Functions with compactly supported Fourier transform

Question

The following is a repeat from the following question on MathStack Exchange. I am just hoping to have more success here.

This is a follow-up from that question. The question is this: I want to determine a subspace (as large as possible) of $H^1(\mathbb{R})$ or $L^2(\mathbb{R})$ on which there exists a constant $C$ such that $$ \|f'\|_2 \leq C \|f\|_2,\text{ for any } f \text{ on that subspace}. \tag{1}\label{1} $$ I have learned from a comment from @whpowell96 to my question that I should be looking at the Poincaré inequality, which led me to the reverse Poincaré inequality. I looked and found out that the solutions of certain 2-D (i.e. $\mathbb{R}^2$) PDEs satisfy that inequality.

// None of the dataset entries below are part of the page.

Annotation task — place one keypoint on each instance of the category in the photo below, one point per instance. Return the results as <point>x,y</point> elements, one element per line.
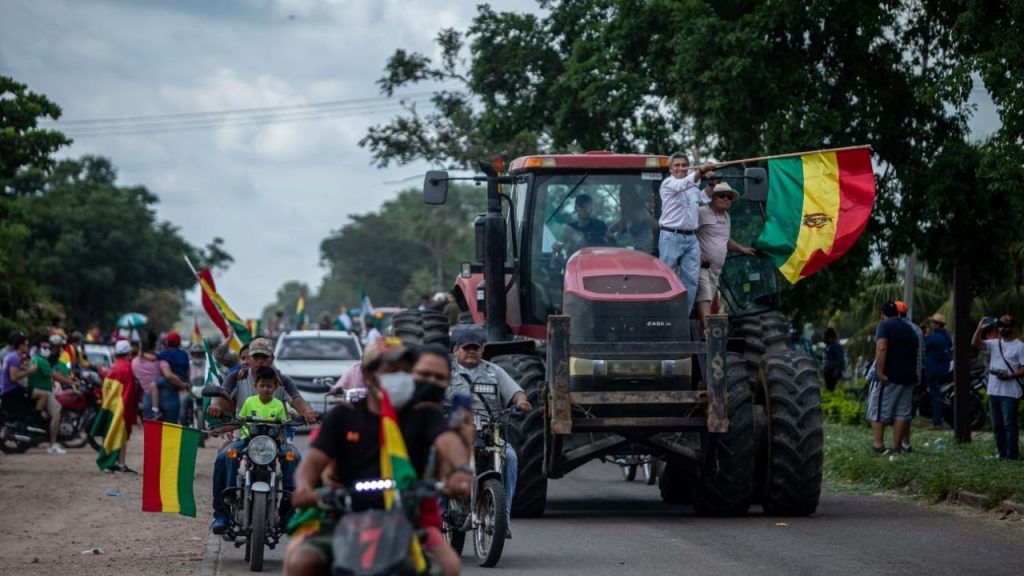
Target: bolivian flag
<point>110,421</point>
<point>396,465</point>
<point>168,467</point>
<point>818,205</point>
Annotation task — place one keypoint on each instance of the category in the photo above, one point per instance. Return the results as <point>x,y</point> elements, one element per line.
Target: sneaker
<point>219,524</point>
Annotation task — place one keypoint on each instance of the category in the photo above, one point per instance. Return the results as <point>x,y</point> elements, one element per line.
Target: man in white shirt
<point>1006,371</point>
<point>677,243</point>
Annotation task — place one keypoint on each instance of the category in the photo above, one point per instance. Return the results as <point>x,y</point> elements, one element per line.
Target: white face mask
<point>399,387</point>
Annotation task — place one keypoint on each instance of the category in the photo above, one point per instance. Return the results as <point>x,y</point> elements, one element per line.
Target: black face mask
<point>427,391</point>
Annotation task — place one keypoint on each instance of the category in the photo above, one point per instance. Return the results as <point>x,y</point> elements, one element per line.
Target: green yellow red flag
<point>396,465</point>
<point>818,204</point>
<point>169,467</point>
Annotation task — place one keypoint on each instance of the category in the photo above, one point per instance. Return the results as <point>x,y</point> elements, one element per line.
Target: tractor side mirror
<point>756,181</point>
<point>435,187</point>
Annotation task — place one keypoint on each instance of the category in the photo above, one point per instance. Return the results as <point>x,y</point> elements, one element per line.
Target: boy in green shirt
<point>263,405</point>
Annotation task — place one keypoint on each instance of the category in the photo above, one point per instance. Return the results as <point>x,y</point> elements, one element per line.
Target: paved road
<point>598,525</point>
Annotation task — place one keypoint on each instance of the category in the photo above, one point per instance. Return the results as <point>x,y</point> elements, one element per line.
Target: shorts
<point>889,402</point>
<point>707,285</point>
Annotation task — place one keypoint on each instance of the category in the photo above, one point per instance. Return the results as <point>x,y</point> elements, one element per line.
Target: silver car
<point>314,360</point>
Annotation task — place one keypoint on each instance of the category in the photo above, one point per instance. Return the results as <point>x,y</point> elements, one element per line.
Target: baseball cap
<point>173,339</point>
<point>889,309</point>
<point>386,350</point>
<point>469,335</point>
<point>261,345</point>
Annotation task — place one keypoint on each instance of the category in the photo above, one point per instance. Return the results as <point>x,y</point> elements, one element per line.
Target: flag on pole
<point>241,331</point>
<point>818,205</point>
<point>208,304</point>
<point>365,303</point>
<point>197,338</point>
<point>300,312</point>
<point>396,466</point>
<point>169,467</point>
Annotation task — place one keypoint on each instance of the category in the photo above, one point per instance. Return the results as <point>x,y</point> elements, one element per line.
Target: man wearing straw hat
<point>713,236</point>
<point>938,355</point>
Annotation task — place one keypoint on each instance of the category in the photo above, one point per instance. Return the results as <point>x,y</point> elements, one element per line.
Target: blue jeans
<point>225,472</point>
<point>682,253</point>
<point>1005,426</point>
<point>935,389</point>
<point>510,475</point>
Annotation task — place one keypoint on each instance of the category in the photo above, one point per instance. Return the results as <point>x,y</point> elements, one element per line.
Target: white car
<point>314,360</point>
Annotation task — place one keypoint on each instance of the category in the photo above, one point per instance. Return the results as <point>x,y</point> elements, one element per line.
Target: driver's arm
<point>300,405</point>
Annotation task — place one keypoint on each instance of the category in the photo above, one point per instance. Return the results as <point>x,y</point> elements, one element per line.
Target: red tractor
<point>594,327</point>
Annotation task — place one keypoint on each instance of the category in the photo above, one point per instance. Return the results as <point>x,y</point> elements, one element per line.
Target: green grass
<point>936,468</point>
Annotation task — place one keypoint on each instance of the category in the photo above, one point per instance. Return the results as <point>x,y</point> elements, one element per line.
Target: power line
<point>242,111</point>
<point>209,124</point>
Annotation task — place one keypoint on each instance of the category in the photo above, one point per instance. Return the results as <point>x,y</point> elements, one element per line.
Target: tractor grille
<point>626,284</point>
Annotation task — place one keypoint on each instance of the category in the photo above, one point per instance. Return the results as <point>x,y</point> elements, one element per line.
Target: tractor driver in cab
<point>471,369</point>
<point>587,231</point>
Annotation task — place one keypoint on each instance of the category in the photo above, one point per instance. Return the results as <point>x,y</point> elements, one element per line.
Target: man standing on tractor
<point>713,236</point>
<point>470,369</point>
<point>677,243</point>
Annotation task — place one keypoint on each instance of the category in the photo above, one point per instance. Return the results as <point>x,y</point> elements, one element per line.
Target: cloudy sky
<point>272,191</point>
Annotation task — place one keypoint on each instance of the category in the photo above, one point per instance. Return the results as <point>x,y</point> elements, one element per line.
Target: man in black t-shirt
<point>349,439</point>
<point>890,399</point>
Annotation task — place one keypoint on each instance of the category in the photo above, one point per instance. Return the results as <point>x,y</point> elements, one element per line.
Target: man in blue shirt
<point>890,399</point>
<point>938,355</point>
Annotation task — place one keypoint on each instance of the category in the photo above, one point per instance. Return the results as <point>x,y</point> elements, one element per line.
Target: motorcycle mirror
<point>213,392</point>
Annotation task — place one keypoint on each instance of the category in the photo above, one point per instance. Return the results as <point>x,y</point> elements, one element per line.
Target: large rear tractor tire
<point>796,447</point>
<point>531,485</point>
<point>763,333</point>
<point>726,484</point>
<point>421,327</point>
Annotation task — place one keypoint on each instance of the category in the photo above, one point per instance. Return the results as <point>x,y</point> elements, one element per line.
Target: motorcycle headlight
<point>262,450</point>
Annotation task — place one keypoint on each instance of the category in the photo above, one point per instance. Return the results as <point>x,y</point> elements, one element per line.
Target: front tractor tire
<point>796,442</point>
<point>726,484</point>
<point>527,436</point>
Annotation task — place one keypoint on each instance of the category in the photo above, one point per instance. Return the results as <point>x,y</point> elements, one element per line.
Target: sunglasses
<point>427,375</point>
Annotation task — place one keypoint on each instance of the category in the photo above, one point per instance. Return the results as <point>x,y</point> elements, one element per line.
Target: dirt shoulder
<point>56,506</point>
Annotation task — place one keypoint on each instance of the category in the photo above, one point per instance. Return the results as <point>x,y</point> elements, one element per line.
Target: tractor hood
<point>622,275</point>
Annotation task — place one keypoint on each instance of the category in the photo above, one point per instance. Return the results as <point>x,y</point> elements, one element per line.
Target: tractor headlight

However, I am looking for a subspace in one dimension.

Looking at the norm of the Fourier transform of the derivative $$ \|f'\|_2 = \||\xi| \hat{f}(\xi)\|_2, $$ then one can just look at the set of functions whose Fourier transform has a compact support, such as $[-a,a] \subset \mathbb{R}$, and the $C$ in (1) can be chosen as $C = a^2$. Then I found this question concerning what it means to have a compactly supported Fourier transform. However, I do not quite understand what the condition given means.

Is there a more general way to define a subspace satisfying \eqref{1}? If not, is there a better one than the one here to explain what it means to look at functions with compact Fourier transform?

Answer 1

What you seem to be asking is a "converse Bernstein-type inequality":

Theorem. Let $S$ be a subspace of $L^2(\mathbf{R})$ on which the differentiation is defined as a bounded operator $S\to S$: $$\| f'\|\leq a\| f\|,\quad f\in S.\quad\quad\quad (1)$$ Then the supports of Fourier transforms of all functions $f\in S$ are contained in $[-a,a]$.

Proof. Let $f\in S$, and suppose that $\mathrm{essupp}\hat{f}$ contains some points outside $[-b,b]$ where $b>a$. Then $$2\pi\| f^{(n)}\|^2=\| (f^{(n)})\hat{}\|^2=\int s^{2n}|\hat{f}(s)|^2ds$$ $$\geq\int_{|s|\geq{b}}s^{2n}|\hat{f}(s)|ds\geq b^{2n}c,$$ where $$c=\int_{|s|\geq b}|\hat{f}|^2ds>0.$$ This is a contradiction since (1) implies $\| f^{(n)}\|^2\leq a^{2n}\| f\|^2$ for all functions in $S$.